I received Tuppence’s history a little at a time over a period of several hours after leaving the PAUL meeting. We drank several cups of coffee in a chrome-and-formica diner on 125th Street, ate sweet and pungent almond duck at the Great Shanghai, and wound up, happily enough, at my apartment on 107th Street. We sat on my couch drinking a Yugoslav white wine, which, though not particularly good, is not particularly bad either, and which is extremely cheap; the recent devaluation of the dinar had brought the price down to around 79¢ a bottle. We finished one bottle and got most of the way through a second, by which time we were assuring each other that the wine was really very good after all, wasn’t it, and that it seemed to improve with each glass.
And then Tuppence said, “You dig this li’l pickaninny, Bwana Evan? Do you now?”
“Ah, the natives are restless.”
“They are indeed. Do you think you might extinguish that barbaric cacophony” – we had been listening to a Miles Davis record – “and put on something tribal?”
I made sure Minna’s door was closed. Minna was a seven-year-old Lithuanian girl who had moved into my apartment several months previously, and who seemed likely to stay forever. She was sleeping soundly, and I closed her door and changed the jazz record for a Folkways recording of Kenyan and Ugandan chants, dances, and work songs. I turned the volume down low, and Tuppence bounced off the couch and turned the volume up high, and laughed gaily and kicked off her shoes and began to dance.
“Native girl dance for you, Bwana Evan.” Her white eyes rolled in her dark face. “Native girl make you hot with passion, wild with lust. Native girl turn you on, baby. You better believe it.”

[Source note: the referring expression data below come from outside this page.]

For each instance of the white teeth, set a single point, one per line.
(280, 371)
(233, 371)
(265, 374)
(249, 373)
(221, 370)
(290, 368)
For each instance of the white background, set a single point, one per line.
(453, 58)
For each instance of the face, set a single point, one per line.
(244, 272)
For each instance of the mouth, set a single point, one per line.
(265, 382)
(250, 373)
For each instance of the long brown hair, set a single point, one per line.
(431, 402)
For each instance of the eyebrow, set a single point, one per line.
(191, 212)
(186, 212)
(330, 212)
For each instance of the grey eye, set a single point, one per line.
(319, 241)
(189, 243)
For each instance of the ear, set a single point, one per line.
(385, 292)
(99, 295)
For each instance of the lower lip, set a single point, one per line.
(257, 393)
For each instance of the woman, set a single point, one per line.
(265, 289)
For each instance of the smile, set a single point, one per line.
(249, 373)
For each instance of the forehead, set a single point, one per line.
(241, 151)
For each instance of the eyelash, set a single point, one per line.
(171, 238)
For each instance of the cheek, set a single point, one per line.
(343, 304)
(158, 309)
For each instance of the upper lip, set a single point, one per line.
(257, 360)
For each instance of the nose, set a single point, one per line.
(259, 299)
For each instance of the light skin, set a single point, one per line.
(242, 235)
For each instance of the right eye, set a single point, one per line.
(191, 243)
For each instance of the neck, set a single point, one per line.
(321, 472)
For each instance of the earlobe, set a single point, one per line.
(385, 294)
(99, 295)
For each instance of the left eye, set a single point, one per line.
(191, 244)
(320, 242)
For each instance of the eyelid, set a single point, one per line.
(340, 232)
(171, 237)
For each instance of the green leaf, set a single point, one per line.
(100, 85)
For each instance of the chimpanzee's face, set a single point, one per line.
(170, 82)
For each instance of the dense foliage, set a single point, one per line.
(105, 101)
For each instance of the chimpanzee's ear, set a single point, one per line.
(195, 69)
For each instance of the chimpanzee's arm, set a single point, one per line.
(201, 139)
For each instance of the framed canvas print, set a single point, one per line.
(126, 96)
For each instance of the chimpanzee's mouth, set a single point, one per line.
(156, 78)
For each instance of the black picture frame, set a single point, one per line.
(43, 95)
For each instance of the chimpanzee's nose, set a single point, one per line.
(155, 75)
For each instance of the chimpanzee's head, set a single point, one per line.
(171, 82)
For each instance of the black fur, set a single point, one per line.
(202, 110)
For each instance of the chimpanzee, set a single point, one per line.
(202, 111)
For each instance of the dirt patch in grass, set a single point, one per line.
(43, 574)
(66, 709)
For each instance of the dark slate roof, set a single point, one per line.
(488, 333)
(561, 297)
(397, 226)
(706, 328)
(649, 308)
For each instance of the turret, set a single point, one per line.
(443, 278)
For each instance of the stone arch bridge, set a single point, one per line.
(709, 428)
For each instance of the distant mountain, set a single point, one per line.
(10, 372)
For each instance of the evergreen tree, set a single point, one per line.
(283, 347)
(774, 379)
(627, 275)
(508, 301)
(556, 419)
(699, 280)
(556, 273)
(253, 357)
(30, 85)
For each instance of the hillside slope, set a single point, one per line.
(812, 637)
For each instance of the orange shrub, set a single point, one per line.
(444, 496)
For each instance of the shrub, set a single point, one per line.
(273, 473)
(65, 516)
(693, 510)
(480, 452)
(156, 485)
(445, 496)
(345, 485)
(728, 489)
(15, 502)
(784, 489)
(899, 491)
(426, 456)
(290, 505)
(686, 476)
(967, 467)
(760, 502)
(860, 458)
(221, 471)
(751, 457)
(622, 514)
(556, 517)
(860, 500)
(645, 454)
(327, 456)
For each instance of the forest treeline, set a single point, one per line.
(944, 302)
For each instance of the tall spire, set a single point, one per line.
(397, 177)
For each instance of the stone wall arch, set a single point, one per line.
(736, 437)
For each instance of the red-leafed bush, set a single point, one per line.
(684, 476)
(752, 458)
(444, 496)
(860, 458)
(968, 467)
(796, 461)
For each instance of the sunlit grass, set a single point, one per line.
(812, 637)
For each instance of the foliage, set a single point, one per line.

I don’t know whether or not her dance was an authentic example of Kenyan tribal folk-dancing. I rather think not. It seemed a combination of African dance and current American styles, with the limbs loose, the hips shaking, the buttocks twitching, and the whole body transfigured by an endless chaotic rhythm. And through it all Tuppence’s lips showed a smile of eternal female knowledge, and her huge eyes twinkled in calculated abandon.
She was a striking girl. She was the wrong color to win a Miss America contest, the shade of good, well-rubbed walnut. She was tall and long-legged, with a high, protruding bottom and a flat stomach and full breasts. Her face was long, oval in shape, with a high, broad forehead and a cap of tight, kinky black curls.
So she danced, and we looked at each other, and something that had started building at the PAUL meeting clicked neatly and finally into place, and we both knew that the evening was going to end properly. Because the special magic was there. It is not often present, and without it there is really no reason on earth why a man and woman should bother having anything to do with one another. But when it is there, it is a very welcome thing indeed. It was there now, for both of us, and we both knew it and we both seemed happy.
“This step shows that the villagers are rejoicing that the great father has sent down rain.”
“The record jacket says it’s a war chant.”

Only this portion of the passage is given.